Some states don't plan to use the common-core tests being developed by PARCC or Smarter Balanced tests, but still would like to draw on those consortia's item banks to build their own tests. Are the consortia obliged to let them do that?
That's the question before U.S. Secretary of Education Arne Duncan right now, in a letter delivered to his office.
The June 9 letter from Kentucky Commissioner of Education Terry Holliday asks Duncan to clarify whether any state—regardless of consortium membership—has the right to use items from the item banks of the Partnership for Assessment of Readiness for College and Careers (PARCC) and the Smarter Balanced Assessment Consortium. He wrote that states need this question cleared up, because "several" states he does not name have asked the consortia to use items and "have been denied access" or told they would have to pay for such access.
Holliday sent copies of the letter to PARCC and Smarter Balanced leaders, to every state schools chief in the country, and to Chris Minnich, the executive director of the national commissioners' group, the Council of Chief State School Officers.
The letter quoted from the Federal Register, which published the government's original 2010 notice seeking proposals from state consortia to design the tests, with funding from the Race to the Top program. The excerpts said that the two consortia would have to "make all assessment content (i.e., assessments and assessment items) developed with funds from the competition freely available to states, technology platform providers, or others that request it for purposes of administering assessments consistent with states' needs." It went on to say that any state could avail itself of those resources.

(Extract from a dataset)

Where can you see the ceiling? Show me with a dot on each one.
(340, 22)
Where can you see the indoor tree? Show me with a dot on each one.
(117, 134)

"We believe that these requirements will ensure that assessment content developed with funds from this competition is widely available, including to states that are not part of consortia receiving funds under this competition as well as to commercial organizations wishing to further develop, extend, and incorporate the content into assessment products intended for state use."
Holliday notes in his letter that Kentucky is a state that's chosen to hire a vendor to develop its own state tests, and would like to gain access to the consortia item banks as part of that test-building process.
Here's the letter:
Asked by Education Week about its policy on this issue, PARCC spokesman David Connerty-Marin said the question hasn't yet been resolved in that consortium.
"The PARCC state education chiefs see a great opportunity for engaging interested states and others on this issue and they are in discussions about that now," he wrote in an email.
Smarter Balanced Executive Director Joe Willhoft said he would love to know which states have sought and been denied access to that consortium's item pool, because the group has a policy that makes its items available. The bottom line? Non-members have access to Smarter Balanced's item pool, as long as they adhere to the group's item and test security requirements. But they must pay the same fee as their members do.
The Smarter Balanced fee structure is broken down into two components: a membership fee, called "consortium services," which covers the continuing work of the consortium, such as updating its item banks; and the projected cost for states to procure their own contracts for test administration, scoring, and other related things.
It's the membership fee that non-member states would have to pay to gain access to items, Smarter Balanced spokeswoman Jacqueline King said. For access to summative items, that amount would be $6.20 per student. To gain access to items from the entire suite of tools, such as the digital library and interim tests, it would be $9.55 per student.